Preemptively and non-preemptively transplanted patients show a comparable hypercoagulable state prior to kidney transplantation compared to living kidney donors.Nieuwenhuijs-Moeke, G. J., van den Berg, T. A. J. et al.
PLoS ONE 2018;13(7):e0200537.
To determine whether there is a difference in haemostatic state between pre-emptively and non-pre-emptively transplanted patients.
None – this is a post-hoc observational analysis of patients in the VAPOR-1 study.
57 kidney donor recipients from the VAPOR-1 trial. Of these, 28 were transplanted pre-emptively and 29 were transplanted non-preemptively.
The main outcome being measured in this study was haemostatic state of transplant patients by measuring coagulation and platlet activation.
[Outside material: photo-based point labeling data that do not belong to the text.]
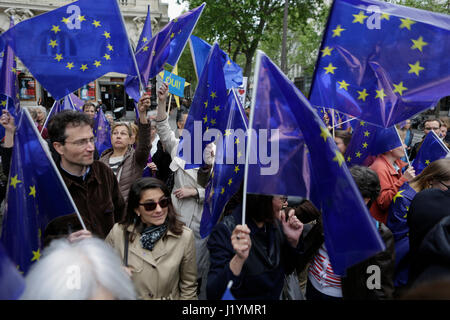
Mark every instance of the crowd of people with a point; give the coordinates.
(142, 210)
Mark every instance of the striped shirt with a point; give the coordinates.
(321, 274)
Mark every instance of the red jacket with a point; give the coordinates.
(390, 181)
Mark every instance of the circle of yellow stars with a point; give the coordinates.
(84, 66)
(415, 67)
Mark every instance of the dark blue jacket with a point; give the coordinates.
(397, 223)
(263, 273)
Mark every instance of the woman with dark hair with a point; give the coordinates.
(156, 247)
(128, 162)
(435, 175)
(256, 256)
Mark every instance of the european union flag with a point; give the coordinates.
(146, 33)
(165, 47)
(132, 84)
(73, 45)
(36, 195)
(432, 149)
(369, 141)
(102, 132)
(58, 107)
(227, 295)
(76, 102)
(204, 121)
(9, 95)
(350, 232)
(200, 50)
(227, 175)
(382, 63)
(12, 283)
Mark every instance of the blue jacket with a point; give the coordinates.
(397, 223)
(262, 276)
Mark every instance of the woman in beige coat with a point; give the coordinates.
(161, 250)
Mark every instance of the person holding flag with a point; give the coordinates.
(126, 162)
(388, 167)
(91, 183)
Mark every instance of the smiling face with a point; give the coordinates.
(120, 137)
(90, 111)
(78, 148)
(40, 115)
(154, 217)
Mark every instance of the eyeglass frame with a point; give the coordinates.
(448, 187)
(82, 142)
(155, 203)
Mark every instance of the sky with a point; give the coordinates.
(174, 8)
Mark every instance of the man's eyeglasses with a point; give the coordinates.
(150, 206)
(448, 187)
(83, 142)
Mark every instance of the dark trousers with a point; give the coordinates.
(314, 294)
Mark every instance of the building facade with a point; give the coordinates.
(109, 88)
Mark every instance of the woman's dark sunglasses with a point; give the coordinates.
(150, 206)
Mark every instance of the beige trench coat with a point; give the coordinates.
(169, 271)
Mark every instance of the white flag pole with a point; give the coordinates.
(249, 134)
(49, 156)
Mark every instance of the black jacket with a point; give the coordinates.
(354, 284)
(432, 260)
(263, 273)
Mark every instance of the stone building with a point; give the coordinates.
(109, 87)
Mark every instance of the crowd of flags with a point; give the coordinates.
(380, 74)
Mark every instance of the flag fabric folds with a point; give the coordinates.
(73, 45)
(385, 66)
(206, 112)
(12, 283)
(432, 149)
(368, 141)
(200, 50)
(8, 78)
(227, 175)
(350, 232)
(58, 107)
(132, 83)
(36, 195)
(165, 47)
(146, 33)
(102, 132)
(76, 102)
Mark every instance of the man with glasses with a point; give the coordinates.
(92, 184)
(428, 125)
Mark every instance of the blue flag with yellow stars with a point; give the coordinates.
(132, 87)
(73, 45)
(9, 95)
(36, 195)
(368, 141)
(431, 149)
(227, 173)
(200, 50)
(102, 132)
(146, 33)
(58, 107)
(350, 232)
(12, 283)
(382, 63)
(76, 102)
(165, 47)
(205, 119)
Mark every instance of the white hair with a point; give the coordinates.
(78, 271)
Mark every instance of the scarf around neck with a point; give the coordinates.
(152, 234)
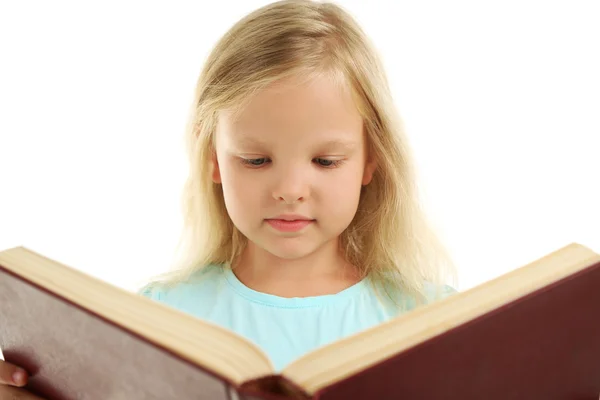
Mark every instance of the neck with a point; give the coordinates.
(325, 271)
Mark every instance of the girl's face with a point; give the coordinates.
(292, 167)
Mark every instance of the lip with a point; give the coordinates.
(291, 217)
(289, 222)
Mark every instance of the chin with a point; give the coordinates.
(289, 248)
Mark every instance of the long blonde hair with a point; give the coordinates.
(389, 239)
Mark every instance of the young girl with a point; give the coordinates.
(302, 220)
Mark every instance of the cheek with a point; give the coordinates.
(342, 191)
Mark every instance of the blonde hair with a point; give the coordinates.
(389, 239)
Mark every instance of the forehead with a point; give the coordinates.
(291, 108)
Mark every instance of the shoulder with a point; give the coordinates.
(174, 289)
(437, 292)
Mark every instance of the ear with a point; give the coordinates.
(369, 170)
(215, 171)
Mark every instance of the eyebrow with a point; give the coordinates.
(329, 144)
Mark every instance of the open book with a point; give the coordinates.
(533, 333)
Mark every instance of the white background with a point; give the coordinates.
(501, 101)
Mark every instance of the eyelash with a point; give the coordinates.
(250, 162)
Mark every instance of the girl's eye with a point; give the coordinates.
(254, 162)
(323, 162)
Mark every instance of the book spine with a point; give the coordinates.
(272, 387)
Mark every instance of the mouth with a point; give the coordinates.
(289, 224)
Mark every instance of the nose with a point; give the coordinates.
(291, 186)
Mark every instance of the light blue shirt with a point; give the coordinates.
(285, 328)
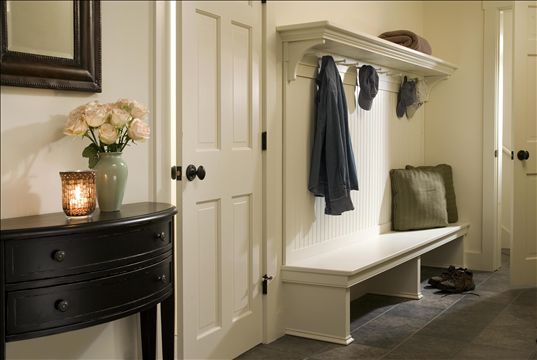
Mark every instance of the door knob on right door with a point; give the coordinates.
(523, 155)
(192, 172)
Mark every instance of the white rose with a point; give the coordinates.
(76, 126)
(107, 134)
(138, 110)
(119, 117)
(95, 114)
(123, 104)
(138, 130)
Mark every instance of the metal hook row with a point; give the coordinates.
(359, 64)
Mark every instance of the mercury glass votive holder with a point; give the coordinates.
(78, 192)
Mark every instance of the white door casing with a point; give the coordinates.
(219, 47)
(524, 250)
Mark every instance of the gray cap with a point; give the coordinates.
(422, 96)
(405, 97)
(369, 86)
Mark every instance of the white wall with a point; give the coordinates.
(373, 17)
(454, 114)
(34, 150)
(507, 136)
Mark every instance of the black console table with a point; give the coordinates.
(58, 275)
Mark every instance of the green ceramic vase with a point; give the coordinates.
(111, 178)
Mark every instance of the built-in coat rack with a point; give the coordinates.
(325, 37)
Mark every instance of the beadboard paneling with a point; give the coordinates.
(380, 141)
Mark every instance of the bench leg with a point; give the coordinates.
(451, 253)
(318, 312)
(401, 281)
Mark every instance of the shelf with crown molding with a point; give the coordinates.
(325, 37)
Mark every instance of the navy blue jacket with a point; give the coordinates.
(332, 170)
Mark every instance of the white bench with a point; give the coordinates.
(317, 289)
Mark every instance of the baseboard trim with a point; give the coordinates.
(405, 295)
(322, 337)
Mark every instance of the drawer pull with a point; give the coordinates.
(59, 255)
(62, 305)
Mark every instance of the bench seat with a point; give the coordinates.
(317, 288)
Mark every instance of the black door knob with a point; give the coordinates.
(201, 172)
(59, 255)
(192, 172)
(62, 305)
(523, 155)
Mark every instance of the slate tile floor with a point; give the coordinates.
(501, 323)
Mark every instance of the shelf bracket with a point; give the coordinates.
(293, 52)
(432, 81)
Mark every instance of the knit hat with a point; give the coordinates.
(406, 96)
(369, 86)
(422, 96)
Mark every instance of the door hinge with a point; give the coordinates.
(266, 279)
(177, 173)
(264, 140)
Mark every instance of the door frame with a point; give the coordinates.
(492, 176)
(167, 140)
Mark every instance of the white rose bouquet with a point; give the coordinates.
(110, 127)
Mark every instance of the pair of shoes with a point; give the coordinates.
(461, 281)
(446, 275)
(454, 280)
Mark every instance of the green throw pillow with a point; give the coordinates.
(418, 199)
(447, 174)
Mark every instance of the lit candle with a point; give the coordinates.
(78, 192)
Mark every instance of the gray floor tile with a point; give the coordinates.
(499, 324)
(266, 352)
(426, 347)
(485, 352)
(415, 309)
(387, 331)
(294, 345)
(369, 307)
(510, 337)
(471, 310)
(352, 351)
(501, 297)
(432, 298)
(527, 297)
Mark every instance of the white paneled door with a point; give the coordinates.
(219, 48)
(524, 250)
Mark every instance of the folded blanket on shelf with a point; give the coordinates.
(408, 39)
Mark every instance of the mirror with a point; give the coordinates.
(51, 44)
(41, 27)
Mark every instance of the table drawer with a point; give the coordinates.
(47, 257)
(55, 306)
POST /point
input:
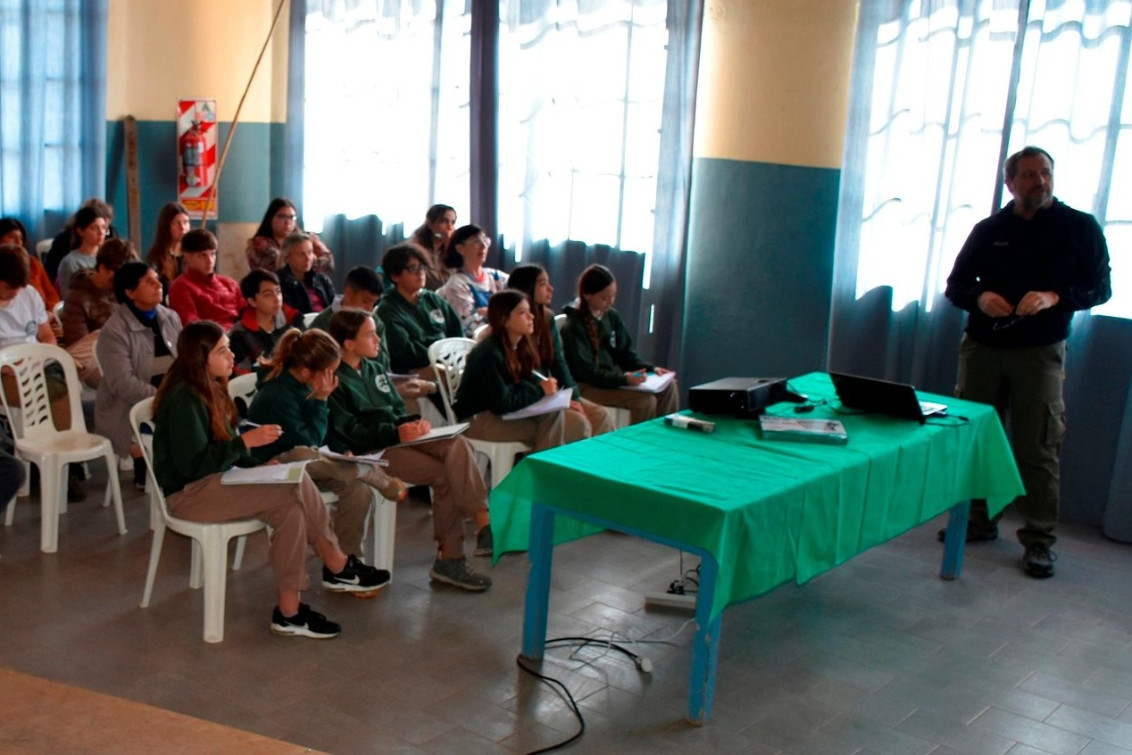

Aside from this, the levels of thrombin, von-Willebrand factor, clot lysis and reperfusion pathology were measured to assess the haemostatic state of preemptive and non-preemptive patients.
In many renal transplant centres, anti-coagulation protocols differ between pre-emptive and dialysing recipients in the belief that pre-emptive recipients have an increased risk of thrombosis compared to those on dialysis. The authors of this manuscript investigate this assumption using a retrospective analysis of samples from the VAPOR-1 study. They find that both pre-emptive and non-preemptive recipients have a hypercoagulable pre-transplant state compared to healthy living donors, with no difference between the two groups. These results suggest that there is no rationale for differential treatment of recipients depending on dialysis status at the time of transplantation. Whether the use of a single dose of unfractionated heparin prior to vessel clamping, as used in many centres, has a significant impact on thrombosis risk would require further prospective study.